The sacking of Lindisfarne Monastery in Northumberland by a force of Vikings - photo 3
The sacking of Lindisfarne Monastery in Northumberland by a force of Vikings shocked England. The ferocity of the attack by pagans on a peaceful Christian community was bad enough, but the Vikings had arrived undetected and then sailed away without being caught by the local English forces. Suddenly nowhere seemed safe from sudden, brutal attack.
The next year the savage pagans were back. This time they sacked Jarrow Monastery, killing more monks and stealing more treasure. This time they did not get away so easily. A storm kept their ships bottled in the mouth of the Wear and the local Northumbrian militia arrived in time to exact some measure of revenge.
Who these bloodthirsty pagans actually were was not at first clear. They came by sea in sleek, long ships powered by oar and sail. They had come from the north, but they were not Scots. The Scots reported that the pagans had overrun the Orkneys some years earlier and had come from the east over the North Sea. But the pagans came no more and by the end of the 790s they had been mostly forgotten. But they were still there.
In 835 the pagans were back, landing on Sheppey off the Kent coast and plundering the islands villages. The following year more pagans landed at Carhampton in Wessex. This was the largest force so far, having arrived in 25 ships. King Egbert marched to the scene with a hastily raised army and fought the pagans. He lost, and withdrew to await reinforcements but the pagans went before more Wessex men arrived. Two years later Egbert did better, defeating a similarly sized pagan army at Hingston Down.
By this date the English knew who they were up against.
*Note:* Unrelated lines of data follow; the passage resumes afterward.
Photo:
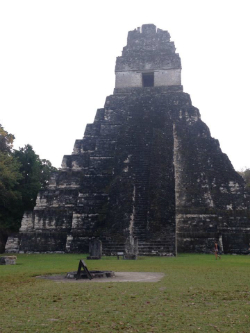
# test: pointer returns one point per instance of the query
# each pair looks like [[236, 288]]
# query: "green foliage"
[[246, 176], [35, 174], [9, 195], [22, 175], [197, 294], [6, 140]]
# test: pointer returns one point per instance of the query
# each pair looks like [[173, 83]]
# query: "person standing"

The pagans were Scandinavian warriors who came over the North Sea in their longships intent on plunder and mayhem. The English knew the Danes and Norwegians as traders and mercenaries, but this development was something new. The raiders came as organised bodies of men in fleets of up to three dozen ships, with 30 or 40 men in each ship. The raiders were all young men but experienced warriors who had discipline as well as ferocity and skill with weapons.
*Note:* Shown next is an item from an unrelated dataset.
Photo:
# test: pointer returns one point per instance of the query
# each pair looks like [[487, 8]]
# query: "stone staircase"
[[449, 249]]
Quite why Scandinavia suddenly erupted with vast numbers of skilled fighting men was a total mystery at the time, and modern historians have not yet solved the puzzle. There were probably a number of factors at work. Good farming land was scarce in Scandinavia, the population was growing and the ending of wars to the east left many young warriors unemployed. Whatever the reasons that the Vikings left their homelands in search of plunder, wealth and trouble, once they had come they did not stop. The rich lands of Britain, France and Spain were poorly defended and filled with things worth stealing.